Thanks for the review, most interesting.
They interviewed the two armorers, who spent six years making nothing but chain mail. Real steel "hero" mail, aluminum mail, and for the extras waaay in the background, plastic ring mail.
They said the demands for mail kept growing by a factor of ten every time they thought they were caught up. The movie kept getting bigger, and more of everything was needed. The costumers had to keep track of 14,000 costumes in three different scales.

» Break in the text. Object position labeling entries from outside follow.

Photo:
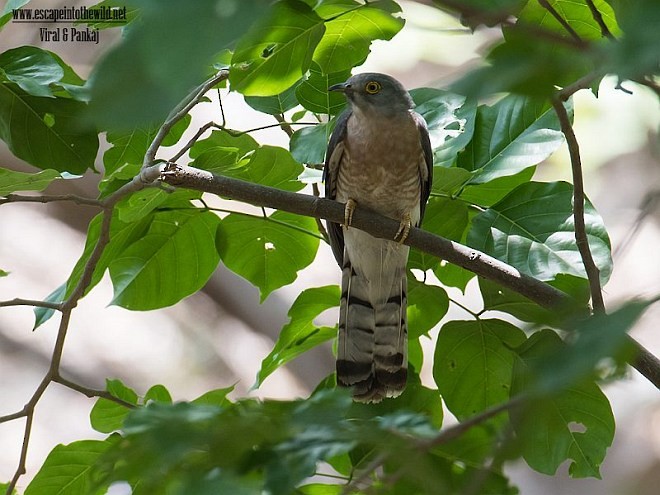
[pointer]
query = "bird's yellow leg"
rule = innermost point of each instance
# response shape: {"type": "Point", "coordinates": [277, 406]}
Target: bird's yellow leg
{"type": "Point", "coordinates": [404, 228]}
{"type": "Point", "coordinates": [348, 212]}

They developed a machine to automatically take vinyl tubing, slit it, and cut it into rings. But after that, even the plastic ring mail was assembled by hand, one ring at a time. And the "hero" armor was done in a very dense, complicated pattern using smaller rings. Again, I suspect the real steel armor was used to acclimate the actors, and then given to them as gifts after the movie was done. 99.99% of the shooting was done using aluminum ring armor.
All of that got me to thinking about the effort that went into this movie. Some people worked on it for six solid years, hundreds more for something less than that, and thousands for many months, at least. My guess is that at least a thousand man-years went into the movies, and quite easily much more than that.

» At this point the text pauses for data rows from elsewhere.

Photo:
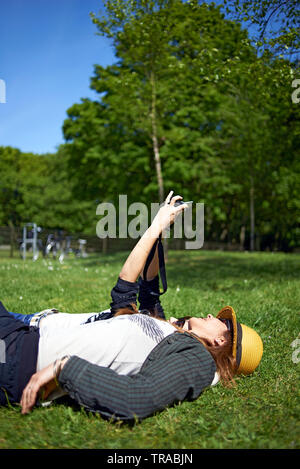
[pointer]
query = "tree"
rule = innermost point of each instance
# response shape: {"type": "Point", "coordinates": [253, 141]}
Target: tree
{"type": "Point", "coordinates": [276, 23]}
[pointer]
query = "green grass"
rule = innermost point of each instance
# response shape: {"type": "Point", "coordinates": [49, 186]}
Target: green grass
{"type": "Point", "coordinates": [262, 411]}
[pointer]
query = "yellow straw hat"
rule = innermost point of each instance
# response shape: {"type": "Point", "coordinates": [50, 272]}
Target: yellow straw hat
{"type": "Point", "coordinates": [247, 346]}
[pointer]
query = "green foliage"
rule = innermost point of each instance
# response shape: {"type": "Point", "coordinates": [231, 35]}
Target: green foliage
{"type": "Point", "coordinates": [189, 93]}
{"type": "Point", "coordinates": [276, 23]}
{"type": "Point", "coordinates": [260, 412]}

That level of dedication and enthusiasm shows up in the final result. Someone in the commentary said that there was nobody just reading lines and "acting" to get a pay check. Everyone believed in the book, and PJ's movie version. I think that's a tribute to both Tolkien and PJ to get that kind of commitment from people. It also makes me wonder if PJ can draw that out of himself and everyone else if he makes The Hobbit, which was never as grand and sweeping of a concept.